High school ski teams have faced a dilemma this season - what do you do when there's no snow?

High school ski teams have faced a dilemma this season: What do you do when there's no snow?

Just as swimmers can't swim without water, skiers are strapped when their season arrives and the local mountain, in this case Mount Ashland, barely has enough white stuff to make a snow cone.

That, of course, is changing with each passing hour thanks to a steady stream of long-awaited storm activity.

Mount Ashland ski area opened Thursday morning, and those with a passion for wintry sports couldn't be happier.

Even the recorded voice on the resort's snow-report phone was chipper and welcoming.

Nine inches fell Wednesday night and another inch was added Thursday morning, bringing the base to 26 to 36 inches, depending on elevation.

"There's a ton of excitement," said Gary King, who oversees the Rogue Valley high school ski teams.

They had a little bit of snow to ski on during the holiday break, but most of their work has been fitness and technique related on dry ground or inside.

Despite stormy weather late Thursday, King called for a practice on the mountain to get his skiers used to the idea of regular work on that day, as well as on Saturdays and Sundays when meets don't interfere.

Ordinarily, the ski teams are in competition by now. A practice race was scheduled Jan.7 and the first competition was slated last Friday and Saturday.

"Those have come and gone," said King, adding that members of the Oregon Interscholastic Ski Racing Association are required to get in at least five races by mid-February to qualify for state competition.

The state meet will be March 2-3 on Mount Hood.

King was at the ski area earlier Thursday to help as resort officials revamped schedules. Mount Ashland also is home to school snowboarding competition and Mount Ashland Racing Association events as well as other programs.

"Mount Ashland is juggling their schedule to help us," said King. "We have to try to fit everything in in the short amount of time we have left."

The first races will be next Friday and Saturday, he said, "If we get the snow as promised through the forecasts."

In the event Southern Oregon League teams can't get in five races — a mix of giant slalom and slalom — the league can petition the OISRA, citing forces (Mother Nature) outside its control for not being able to meet the requirement.

The Southern Oregon League is made up of teams or individuals from North and South Medford high schools, Crater, Ashland, Phoenix and St. Mary's.

King coaches them all, alternating his days in Medford and Ashland.

Klamath Union rounds out the league, one of six in the OISRA.
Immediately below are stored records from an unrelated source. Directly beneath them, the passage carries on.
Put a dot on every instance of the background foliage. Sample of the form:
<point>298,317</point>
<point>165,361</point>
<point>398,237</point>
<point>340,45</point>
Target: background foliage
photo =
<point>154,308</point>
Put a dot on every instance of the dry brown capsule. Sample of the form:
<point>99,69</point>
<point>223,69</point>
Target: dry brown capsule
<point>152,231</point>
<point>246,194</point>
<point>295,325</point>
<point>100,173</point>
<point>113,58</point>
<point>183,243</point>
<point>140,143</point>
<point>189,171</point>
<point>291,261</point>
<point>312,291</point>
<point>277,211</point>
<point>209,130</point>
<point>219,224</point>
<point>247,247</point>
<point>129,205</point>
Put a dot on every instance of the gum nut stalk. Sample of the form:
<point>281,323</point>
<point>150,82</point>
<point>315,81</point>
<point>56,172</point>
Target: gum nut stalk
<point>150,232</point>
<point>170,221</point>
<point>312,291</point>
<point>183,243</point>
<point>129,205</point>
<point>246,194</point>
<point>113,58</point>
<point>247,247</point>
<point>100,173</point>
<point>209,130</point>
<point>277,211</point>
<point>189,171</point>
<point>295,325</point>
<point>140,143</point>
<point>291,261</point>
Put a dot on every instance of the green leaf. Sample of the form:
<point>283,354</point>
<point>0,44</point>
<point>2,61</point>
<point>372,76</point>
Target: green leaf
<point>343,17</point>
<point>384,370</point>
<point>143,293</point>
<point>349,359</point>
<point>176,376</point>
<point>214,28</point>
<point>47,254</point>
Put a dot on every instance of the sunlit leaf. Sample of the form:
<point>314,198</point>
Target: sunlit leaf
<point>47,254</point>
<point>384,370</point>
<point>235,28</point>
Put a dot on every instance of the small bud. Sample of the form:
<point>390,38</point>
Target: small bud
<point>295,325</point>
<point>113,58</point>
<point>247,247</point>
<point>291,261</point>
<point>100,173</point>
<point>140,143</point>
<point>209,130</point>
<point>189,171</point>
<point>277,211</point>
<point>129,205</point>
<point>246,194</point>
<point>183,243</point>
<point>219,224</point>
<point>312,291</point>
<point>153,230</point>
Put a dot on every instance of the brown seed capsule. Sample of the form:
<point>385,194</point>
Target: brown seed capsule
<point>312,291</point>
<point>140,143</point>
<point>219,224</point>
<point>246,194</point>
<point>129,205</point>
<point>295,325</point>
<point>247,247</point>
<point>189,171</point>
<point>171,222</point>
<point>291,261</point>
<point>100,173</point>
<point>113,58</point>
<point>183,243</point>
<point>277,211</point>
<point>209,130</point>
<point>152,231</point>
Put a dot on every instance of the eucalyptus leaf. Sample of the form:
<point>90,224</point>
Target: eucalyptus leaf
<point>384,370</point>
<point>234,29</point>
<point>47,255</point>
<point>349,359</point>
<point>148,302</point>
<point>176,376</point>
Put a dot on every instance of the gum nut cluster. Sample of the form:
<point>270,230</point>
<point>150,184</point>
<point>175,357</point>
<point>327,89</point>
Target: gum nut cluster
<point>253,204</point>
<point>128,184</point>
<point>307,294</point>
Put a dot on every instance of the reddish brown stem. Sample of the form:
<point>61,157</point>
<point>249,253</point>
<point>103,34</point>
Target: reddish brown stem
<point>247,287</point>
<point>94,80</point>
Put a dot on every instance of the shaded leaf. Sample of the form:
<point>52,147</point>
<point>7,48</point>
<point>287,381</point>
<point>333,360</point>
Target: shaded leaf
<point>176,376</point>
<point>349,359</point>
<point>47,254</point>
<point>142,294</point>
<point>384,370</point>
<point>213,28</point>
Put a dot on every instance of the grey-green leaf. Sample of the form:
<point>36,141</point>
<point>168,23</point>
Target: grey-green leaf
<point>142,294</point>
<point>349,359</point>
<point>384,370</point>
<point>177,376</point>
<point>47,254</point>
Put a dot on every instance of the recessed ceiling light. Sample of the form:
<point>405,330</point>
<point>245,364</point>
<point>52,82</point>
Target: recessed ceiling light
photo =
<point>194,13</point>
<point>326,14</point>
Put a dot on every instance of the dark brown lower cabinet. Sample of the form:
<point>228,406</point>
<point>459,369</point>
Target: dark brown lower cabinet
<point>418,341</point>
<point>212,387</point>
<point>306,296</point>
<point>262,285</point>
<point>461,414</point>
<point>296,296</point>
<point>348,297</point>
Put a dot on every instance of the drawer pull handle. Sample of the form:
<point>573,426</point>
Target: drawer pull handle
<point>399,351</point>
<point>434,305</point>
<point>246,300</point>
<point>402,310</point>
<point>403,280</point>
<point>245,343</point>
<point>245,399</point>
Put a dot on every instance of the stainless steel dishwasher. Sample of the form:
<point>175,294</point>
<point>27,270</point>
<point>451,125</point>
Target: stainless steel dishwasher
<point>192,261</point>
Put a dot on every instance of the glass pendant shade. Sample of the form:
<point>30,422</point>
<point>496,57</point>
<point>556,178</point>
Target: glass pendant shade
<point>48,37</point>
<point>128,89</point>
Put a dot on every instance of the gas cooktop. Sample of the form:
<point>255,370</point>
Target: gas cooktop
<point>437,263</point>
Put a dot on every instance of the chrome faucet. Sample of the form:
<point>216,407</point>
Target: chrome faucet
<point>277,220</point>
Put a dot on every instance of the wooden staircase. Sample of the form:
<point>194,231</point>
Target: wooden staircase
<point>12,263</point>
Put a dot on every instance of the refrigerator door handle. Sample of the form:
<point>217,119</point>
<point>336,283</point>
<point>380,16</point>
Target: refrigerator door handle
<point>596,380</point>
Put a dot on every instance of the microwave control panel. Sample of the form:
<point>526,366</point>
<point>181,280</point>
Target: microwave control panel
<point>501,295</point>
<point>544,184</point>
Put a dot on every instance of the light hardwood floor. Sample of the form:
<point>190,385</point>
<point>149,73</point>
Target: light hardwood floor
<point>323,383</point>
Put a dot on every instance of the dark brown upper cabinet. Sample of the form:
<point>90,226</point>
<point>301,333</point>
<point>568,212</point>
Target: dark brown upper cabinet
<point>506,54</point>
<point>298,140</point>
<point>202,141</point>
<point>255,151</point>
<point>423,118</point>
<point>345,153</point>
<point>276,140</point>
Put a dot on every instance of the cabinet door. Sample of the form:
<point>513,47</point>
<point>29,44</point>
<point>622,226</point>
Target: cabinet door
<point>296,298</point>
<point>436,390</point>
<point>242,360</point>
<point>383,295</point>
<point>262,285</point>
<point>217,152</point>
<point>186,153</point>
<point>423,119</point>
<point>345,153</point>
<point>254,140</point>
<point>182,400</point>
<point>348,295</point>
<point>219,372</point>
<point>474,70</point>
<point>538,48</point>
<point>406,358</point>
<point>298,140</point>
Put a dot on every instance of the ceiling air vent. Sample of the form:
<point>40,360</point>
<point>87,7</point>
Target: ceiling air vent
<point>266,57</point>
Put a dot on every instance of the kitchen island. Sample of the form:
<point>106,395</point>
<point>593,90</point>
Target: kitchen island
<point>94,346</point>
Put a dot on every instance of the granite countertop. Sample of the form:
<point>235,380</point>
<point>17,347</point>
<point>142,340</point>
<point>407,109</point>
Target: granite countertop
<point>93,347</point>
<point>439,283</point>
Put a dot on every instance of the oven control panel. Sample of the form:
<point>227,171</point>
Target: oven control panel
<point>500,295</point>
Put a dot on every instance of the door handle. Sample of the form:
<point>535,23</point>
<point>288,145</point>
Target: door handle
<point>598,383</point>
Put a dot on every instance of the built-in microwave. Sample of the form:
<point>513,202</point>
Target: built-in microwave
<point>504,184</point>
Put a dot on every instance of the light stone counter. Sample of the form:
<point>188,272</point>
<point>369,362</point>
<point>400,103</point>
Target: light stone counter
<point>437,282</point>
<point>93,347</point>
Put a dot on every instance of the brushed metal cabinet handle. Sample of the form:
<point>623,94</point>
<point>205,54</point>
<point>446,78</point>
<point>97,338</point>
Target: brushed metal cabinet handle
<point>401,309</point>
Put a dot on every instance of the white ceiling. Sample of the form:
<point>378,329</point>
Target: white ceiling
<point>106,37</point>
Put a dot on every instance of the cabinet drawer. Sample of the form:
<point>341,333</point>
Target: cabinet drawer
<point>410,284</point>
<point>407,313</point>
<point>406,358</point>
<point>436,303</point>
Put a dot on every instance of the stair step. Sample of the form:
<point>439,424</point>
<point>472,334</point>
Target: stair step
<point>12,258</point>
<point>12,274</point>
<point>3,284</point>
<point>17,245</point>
It takes three members to form a full team. Ashland's boys and girls teams are each full, as are the South Medford boys and Crater girls. Others don't have enough participation for team status but have individuals competing. The numbers could rise with the advent of snow, said King.

Even without snow, the skiers have been able to train.

King, who has been coaching prep skiers here for a half-dozen years and is certified as a U.S. Ski and Snowboard Association (USSA) instructor, said there are two base areas of training: technique and tactical. For the latter, gates are required, but there's hasn't been the requisite 2 feet of snow in which to set them.

The ski area was open the last two weeks of December, and King's corps of intrepid racers showed up in the mornings during the holiday break.

"Mount Ashland did such a good job of grooming a couple runs, we were able to still ski," said King. "There weren't many people showing up the rest of the day, but we have athletes who are dedicated and were up there anyway."

They worked on the core techniques of balance, pressure, steering and edging, and King said he has about 20 drills related to each phase. For instance, he said, the disco drill is for body positioning and the whirlybird drill has skiers spinning on their skis to hone pressure and edging skills.

In Medford, they worked out at Spiegelberg Stadium, running stairs and doing full-body drills on the turf. In Ashland, they took advantage of the school's new weight room.

"The kids' attitude and work ethic have been fantastic this year with the limitations they've had," said King. "We had the best attendance of dry-land training that I've had in six years of high school coaching."

When the season does get under way, there are several skiers to watch, he said.

The top boys are Charlie Legg (Phoenix), Reece Pressman (Ashland), Alec Bishop (Ashland), Ean Flockoi (Crater) and Nick Wogan (Klamath Union).

The leading girls are Megan Ganim (Ashland), Maddie Chavs (Ashland), Riley Houck (North Medford) and Kailey Flockoi (Crater).

Two boys and girls teams each qualify for state, as do two boys and girls each in giant slalom and slalom individual events.